Public sector payments operator Access PaySuite has used Freedom of Information requests to local authorities to create the data.

This shows that local authorities providing social housing are owed on average £3.1m per authority in rental arrears. This has increased by 71% from an average of £1.8m in 2019.

As well as the jump over the last five years, authorities have also seen a significant jump over the last year – with the analysis finding a 14% increase when compared to March 2023.

It’s not just local authorities facing the challenge of surging rental arrears in social housing. In March this year the Regulator of Social Housing (RSH) recorded an 8.4% rise in rent arrears reported by housing associations – hitting a record high of £800m – the highest single year jump since before the pandemic.

Local authorities have seen a similar picture, with the number of tenants falling into rental arrears increase by 17% over the last five years. On average, 41% of social housing units are currently in rental arrears.

The research found that the value of rental arrears per tenant have increased from £492 in 2019 to £710 in 2024, an increase of 44%.

221 local authorities in the UK own social housing, with a total 1.56 million units of housing stock recorded by the Regulator of Social Housing in 2023.

An Access PaySuite spokesperson says: “Social housing budgets have been squeezed significantly over recent years.

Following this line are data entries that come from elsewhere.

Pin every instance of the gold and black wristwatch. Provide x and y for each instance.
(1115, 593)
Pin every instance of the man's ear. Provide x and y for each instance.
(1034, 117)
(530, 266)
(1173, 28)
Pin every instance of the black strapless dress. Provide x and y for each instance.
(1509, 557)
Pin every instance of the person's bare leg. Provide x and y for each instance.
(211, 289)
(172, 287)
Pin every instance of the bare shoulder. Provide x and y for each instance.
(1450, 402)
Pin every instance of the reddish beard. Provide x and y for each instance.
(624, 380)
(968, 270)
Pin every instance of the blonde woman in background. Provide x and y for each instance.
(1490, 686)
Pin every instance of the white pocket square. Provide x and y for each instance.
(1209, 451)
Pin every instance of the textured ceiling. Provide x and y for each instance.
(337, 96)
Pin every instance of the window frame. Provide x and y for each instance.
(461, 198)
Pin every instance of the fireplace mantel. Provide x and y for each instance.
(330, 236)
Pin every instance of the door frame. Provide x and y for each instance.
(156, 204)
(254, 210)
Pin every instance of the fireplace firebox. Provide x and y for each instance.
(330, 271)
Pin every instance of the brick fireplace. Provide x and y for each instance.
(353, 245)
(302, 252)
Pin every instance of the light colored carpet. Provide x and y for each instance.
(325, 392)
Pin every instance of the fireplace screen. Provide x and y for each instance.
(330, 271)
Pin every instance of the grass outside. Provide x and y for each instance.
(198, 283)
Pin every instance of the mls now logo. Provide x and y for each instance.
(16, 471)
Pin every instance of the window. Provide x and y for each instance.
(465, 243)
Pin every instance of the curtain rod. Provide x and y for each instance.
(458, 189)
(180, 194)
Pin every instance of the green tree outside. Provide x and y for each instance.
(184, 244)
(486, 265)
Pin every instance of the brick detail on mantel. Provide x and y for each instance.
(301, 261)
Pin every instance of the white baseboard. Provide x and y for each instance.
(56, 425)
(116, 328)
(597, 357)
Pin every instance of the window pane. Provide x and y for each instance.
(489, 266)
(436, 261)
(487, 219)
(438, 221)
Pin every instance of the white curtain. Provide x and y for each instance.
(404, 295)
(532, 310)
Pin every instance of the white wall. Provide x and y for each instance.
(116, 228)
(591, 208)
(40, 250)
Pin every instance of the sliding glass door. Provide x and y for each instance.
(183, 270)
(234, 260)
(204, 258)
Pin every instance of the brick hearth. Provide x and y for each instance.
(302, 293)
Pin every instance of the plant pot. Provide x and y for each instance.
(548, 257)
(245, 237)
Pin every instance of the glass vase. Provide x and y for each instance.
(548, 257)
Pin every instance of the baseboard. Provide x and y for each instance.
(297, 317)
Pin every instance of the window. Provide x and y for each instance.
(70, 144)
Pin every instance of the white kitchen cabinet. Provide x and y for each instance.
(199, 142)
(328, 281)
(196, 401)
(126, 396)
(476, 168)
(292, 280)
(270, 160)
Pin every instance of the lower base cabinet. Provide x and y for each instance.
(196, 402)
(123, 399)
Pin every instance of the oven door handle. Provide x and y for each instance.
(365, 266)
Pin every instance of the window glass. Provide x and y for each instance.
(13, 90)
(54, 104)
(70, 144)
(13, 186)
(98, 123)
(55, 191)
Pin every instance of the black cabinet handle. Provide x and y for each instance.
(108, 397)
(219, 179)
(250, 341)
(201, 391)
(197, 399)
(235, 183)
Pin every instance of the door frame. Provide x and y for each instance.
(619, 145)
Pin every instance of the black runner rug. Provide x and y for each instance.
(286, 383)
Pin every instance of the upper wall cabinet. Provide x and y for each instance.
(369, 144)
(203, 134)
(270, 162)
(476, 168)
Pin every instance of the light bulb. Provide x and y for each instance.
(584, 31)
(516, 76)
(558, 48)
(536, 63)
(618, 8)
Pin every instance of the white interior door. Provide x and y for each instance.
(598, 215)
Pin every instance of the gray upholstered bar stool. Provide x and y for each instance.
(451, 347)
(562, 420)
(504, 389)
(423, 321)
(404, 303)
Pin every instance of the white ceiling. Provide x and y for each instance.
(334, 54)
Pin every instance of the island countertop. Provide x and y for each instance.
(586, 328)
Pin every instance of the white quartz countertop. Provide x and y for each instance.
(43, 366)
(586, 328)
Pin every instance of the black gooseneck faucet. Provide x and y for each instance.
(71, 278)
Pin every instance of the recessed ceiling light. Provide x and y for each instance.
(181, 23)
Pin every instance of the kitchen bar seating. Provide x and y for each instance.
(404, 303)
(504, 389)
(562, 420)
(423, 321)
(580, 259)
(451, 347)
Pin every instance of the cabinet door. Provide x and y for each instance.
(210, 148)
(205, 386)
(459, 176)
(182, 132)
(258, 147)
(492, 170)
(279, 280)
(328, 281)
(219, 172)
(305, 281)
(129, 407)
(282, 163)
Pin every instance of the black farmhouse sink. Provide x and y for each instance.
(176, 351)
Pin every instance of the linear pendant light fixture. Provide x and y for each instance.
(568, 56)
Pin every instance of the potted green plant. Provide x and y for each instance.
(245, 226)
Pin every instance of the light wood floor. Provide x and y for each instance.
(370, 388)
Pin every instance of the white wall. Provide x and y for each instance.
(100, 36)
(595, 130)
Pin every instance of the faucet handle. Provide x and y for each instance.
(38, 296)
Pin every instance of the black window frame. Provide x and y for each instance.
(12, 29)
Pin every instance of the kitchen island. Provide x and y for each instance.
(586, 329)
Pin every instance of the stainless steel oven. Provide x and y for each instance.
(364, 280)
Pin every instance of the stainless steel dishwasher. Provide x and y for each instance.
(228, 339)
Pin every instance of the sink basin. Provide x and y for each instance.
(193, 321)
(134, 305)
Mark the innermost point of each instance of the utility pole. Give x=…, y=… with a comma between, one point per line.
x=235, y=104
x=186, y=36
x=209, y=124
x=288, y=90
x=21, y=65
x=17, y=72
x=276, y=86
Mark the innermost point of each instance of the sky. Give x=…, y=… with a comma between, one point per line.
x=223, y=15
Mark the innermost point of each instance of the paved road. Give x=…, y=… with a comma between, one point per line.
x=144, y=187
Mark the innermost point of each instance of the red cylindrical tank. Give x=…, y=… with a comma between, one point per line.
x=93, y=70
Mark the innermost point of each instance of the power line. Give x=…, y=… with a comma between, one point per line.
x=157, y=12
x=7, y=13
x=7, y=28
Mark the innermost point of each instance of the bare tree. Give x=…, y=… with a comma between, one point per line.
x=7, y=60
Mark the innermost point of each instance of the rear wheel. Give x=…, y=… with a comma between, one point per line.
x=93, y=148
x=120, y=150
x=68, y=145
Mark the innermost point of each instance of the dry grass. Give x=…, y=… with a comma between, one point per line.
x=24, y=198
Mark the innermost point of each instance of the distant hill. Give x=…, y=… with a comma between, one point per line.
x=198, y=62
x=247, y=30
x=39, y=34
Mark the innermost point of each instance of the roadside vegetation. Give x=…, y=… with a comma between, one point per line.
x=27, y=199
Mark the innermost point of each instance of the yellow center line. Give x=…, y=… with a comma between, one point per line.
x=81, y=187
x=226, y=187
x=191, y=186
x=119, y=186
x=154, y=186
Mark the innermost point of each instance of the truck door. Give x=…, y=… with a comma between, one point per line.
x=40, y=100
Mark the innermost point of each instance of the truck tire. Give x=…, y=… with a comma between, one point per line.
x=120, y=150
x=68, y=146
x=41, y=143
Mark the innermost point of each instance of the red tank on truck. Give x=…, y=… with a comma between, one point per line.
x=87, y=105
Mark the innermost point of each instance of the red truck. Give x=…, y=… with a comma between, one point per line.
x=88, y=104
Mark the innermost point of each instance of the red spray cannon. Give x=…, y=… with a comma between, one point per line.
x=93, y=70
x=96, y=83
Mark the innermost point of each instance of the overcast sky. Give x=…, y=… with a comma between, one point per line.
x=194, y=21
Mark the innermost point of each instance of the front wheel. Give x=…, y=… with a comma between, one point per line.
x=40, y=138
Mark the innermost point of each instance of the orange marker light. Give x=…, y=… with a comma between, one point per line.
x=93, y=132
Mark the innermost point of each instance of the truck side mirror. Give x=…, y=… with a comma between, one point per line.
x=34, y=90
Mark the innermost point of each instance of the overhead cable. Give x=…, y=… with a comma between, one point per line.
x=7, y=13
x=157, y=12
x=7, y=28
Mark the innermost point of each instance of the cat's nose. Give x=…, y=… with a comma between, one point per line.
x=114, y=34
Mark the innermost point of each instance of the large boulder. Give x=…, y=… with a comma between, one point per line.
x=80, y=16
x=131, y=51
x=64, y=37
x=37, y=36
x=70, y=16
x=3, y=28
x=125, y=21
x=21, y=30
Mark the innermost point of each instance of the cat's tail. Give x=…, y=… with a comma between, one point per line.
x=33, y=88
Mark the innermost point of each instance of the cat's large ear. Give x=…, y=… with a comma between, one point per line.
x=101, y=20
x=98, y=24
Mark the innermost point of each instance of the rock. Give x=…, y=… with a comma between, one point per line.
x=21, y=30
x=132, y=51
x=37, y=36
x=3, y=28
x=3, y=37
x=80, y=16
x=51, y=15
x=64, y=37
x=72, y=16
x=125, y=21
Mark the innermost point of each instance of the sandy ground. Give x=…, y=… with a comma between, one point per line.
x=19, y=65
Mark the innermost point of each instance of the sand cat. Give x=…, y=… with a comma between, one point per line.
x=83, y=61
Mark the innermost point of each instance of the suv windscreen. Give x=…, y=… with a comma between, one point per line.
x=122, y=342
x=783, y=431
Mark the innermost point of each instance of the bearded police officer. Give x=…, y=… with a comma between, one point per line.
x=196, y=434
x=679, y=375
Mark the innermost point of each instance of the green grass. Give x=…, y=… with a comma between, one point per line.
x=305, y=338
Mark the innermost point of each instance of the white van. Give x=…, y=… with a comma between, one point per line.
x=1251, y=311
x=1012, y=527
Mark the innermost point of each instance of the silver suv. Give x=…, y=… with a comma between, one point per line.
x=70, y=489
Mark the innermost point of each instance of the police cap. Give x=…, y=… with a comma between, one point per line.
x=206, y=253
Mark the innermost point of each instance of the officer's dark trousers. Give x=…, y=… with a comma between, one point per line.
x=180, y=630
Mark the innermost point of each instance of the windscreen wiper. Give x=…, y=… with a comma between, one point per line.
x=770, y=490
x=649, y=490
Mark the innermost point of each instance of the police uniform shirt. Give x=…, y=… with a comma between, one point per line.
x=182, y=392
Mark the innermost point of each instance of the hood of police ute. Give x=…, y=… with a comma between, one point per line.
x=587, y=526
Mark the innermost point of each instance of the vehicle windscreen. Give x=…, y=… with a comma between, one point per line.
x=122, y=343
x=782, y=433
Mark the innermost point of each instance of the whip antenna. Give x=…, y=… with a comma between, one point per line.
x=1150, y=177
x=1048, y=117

On top of this, the cost of living crisis has caused real difficulties for many people to meet their living costs, whether they rent their property from their local authority, a housing association or a private landlord.

“If we apply our representative sample across the 221 local authorities which own social housing, the total value of rental arrears across local government could be as high as £650 million.

“For local authorities and housing associations, this creates a challenging balancing act between affordability for tenants, while meeting costs for their own essential expenditure requirements. Alongside rental arrears, local authorities are also spending significant amounts of time chasing overdue council tax payments, all of which is adding to their operating costs.”